In fact, the biggest factor that might have led to the crisis narrative being overhyped is something Yglesias, Sachs, and Hartman all declined to mention in their articles: the amount of media coverage being paid specifically to political correctness on campus. The College Fix (where I used to work), Campus Reform, and Red Alert Politics are just a few of the news websites that came into existence in the last decade to serve the explicit function of calling attention to college free speech debacles. They frequently document real instances of serious abuse on the part of censorious campus entities, filling a role that simply didn't exist until recently. These stories are increasingly discussed on conservative talk radio and Fox News, where students undermining free speech has become a deservedly popular topic. Since vastly fewer outlets were reporting on these incidents prior to 2010, it may seem like they are becoming more frequent just because they're getting more attention. In the 2000s, a far-left student group that published a list of insane demands might have received nothing more than token acknowledgment from the campus newspaper. In 2018, the same student group might get wall-to-wall national coverage and criticism.
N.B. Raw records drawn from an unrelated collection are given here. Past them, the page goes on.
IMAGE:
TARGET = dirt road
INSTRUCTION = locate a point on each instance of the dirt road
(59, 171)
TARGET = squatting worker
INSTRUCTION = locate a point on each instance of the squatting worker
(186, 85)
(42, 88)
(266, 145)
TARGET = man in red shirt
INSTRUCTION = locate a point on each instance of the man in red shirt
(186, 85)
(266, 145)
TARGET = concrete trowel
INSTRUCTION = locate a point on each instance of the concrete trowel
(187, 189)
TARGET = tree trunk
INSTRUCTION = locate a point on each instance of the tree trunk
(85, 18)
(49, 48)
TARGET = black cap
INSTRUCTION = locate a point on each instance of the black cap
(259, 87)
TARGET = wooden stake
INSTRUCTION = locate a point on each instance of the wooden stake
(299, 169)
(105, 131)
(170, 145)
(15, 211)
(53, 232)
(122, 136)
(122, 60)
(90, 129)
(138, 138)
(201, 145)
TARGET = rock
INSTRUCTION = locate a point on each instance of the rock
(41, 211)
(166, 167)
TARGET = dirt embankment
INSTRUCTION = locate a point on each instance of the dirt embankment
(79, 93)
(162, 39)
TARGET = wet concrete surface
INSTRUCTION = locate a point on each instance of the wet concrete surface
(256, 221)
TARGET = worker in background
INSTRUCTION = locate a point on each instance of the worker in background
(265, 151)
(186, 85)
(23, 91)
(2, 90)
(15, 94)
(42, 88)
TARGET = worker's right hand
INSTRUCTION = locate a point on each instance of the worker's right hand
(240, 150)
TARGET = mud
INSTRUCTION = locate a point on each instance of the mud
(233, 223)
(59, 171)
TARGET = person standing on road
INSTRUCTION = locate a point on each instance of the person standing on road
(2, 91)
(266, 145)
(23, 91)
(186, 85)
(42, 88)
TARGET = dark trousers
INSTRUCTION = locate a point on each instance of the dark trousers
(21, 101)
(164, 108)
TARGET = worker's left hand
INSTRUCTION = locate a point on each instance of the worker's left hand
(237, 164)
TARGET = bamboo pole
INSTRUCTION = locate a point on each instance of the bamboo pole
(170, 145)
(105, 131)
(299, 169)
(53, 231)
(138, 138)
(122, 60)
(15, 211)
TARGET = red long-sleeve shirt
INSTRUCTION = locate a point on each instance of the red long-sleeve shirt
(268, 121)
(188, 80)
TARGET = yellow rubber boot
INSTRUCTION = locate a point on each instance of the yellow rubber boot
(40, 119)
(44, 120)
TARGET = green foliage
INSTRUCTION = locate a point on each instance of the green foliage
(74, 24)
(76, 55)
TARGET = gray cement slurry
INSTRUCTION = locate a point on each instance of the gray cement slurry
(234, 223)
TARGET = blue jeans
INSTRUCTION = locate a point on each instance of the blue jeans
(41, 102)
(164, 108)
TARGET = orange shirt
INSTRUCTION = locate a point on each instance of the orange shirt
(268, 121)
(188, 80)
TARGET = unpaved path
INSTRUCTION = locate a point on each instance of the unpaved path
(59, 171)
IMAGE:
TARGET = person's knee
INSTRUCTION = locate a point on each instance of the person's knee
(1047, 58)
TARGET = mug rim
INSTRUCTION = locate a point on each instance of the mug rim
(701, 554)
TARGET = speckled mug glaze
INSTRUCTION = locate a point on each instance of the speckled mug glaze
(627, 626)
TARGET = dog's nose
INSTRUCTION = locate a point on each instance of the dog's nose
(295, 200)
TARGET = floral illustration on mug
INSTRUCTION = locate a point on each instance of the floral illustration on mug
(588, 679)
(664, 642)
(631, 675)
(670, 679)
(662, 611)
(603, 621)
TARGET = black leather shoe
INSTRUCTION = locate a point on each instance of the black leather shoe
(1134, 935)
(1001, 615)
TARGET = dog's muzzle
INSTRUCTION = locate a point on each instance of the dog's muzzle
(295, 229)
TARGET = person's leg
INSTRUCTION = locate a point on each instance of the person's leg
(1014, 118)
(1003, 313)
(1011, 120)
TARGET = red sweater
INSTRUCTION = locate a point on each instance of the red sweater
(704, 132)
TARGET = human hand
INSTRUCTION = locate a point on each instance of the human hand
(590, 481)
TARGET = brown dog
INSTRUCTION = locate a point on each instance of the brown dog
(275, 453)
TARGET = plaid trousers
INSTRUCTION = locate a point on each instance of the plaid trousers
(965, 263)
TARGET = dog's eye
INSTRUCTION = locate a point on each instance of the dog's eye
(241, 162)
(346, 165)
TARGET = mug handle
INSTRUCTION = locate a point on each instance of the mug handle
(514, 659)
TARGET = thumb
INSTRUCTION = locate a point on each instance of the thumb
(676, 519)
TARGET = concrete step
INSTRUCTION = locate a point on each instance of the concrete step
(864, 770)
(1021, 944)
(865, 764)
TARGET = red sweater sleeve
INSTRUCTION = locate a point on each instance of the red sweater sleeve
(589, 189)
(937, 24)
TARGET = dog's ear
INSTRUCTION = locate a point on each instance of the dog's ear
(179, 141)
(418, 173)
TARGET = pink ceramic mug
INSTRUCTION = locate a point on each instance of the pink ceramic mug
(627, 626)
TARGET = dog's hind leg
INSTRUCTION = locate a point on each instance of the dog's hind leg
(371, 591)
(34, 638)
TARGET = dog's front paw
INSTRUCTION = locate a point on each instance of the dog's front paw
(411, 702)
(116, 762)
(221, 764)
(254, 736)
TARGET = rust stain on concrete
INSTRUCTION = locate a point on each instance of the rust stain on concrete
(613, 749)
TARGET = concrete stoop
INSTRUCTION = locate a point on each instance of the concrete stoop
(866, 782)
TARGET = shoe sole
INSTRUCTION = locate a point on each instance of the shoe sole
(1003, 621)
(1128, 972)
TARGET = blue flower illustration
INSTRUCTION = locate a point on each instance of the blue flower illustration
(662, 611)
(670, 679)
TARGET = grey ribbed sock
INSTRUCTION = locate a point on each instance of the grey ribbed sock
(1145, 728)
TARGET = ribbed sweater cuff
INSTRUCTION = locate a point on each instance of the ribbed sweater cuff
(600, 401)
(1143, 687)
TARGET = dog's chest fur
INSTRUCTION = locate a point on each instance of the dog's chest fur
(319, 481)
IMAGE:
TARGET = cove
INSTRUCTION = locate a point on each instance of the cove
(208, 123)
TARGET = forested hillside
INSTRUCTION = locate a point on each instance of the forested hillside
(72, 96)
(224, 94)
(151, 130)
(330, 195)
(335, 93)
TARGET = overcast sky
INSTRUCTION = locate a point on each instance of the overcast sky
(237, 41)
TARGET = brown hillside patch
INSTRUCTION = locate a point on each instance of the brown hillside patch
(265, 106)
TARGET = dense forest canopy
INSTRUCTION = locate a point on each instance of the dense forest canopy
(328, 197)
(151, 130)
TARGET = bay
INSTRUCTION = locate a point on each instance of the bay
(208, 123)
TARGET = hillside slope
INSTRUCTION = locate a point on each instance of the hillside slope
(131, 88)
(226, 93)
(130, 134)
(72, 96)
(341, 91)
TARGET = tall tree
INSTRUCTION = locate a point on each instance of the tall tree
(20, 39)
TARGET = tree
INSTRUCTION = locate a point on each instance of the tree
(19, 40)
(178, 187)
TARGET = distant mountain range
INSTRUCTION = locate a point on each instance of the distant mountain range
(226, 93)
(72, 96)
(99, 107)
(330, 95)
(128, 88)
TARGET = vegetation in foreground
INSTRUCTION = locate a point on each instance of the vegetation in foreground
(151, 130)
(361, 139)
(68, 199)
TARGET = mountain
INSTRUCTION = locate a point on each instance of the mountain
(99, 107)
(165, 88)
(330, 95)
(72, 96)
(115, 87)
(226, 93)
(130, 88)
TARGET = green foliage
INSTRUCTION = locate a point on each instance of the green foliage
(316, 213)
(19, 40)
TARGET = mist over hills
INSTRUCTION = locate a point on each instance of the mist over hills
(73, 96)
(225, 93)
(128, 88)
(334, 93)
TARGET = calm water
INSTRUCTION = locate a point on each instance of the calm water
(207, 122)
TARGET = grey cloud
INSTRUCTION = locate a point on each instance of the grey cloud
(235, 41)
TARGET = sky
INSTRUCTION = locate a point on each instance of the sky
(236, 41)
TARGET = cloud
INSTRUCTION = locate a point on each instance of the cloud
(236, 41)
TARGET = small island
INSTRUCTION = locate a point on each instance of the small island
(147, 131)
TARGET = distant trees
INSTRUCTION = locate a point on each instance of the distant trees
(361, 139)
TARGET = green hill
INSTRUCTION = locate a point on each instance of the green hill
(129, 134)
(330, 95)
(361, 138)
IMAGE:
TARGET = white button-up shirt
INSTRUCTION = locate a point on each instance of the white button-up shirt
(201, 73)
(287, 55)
It can be hard to tell whether an already existing phenomenon is simply being covered more completely, or whether a new phenomenon came into being sometime around 2012. Either way, it shouldn't be so hard to admit that some radicals have resorted to violence and property destruction to prevent other students from hearing a dissident perspective, and that this is not a good thing. If we shouldn't exaggerate how often this happens, we shouldn't write it off entirely either.

Yglesias's piece concludes by noting that a lot of not-totally-related things end up being denounced as political correctness run amok. Sometimes anti-P.C. crusaders are angry about true instances of abject censorship on campus, other times they just want the left to be more forgiving of wrongthink. The latter cases aren't examples of censorship, properly defined. It's certainly true that some anti-P.C. diehards, in their zeal to oppose the left, come out sounding as censorious as the people they're criticizing.

But there's just one group of people who agree, for instance, that violence is justified in order to prevent Nazi sympathizers from speaking: the far left. And relative to the rest of the country, elite liberal arts campuses are havens for far-left thought. So it shouldn't be beyond belief that the hate-speech-isn't-free-speech view has taken root among a group of radical activists who now command more power to shut down debate on campus.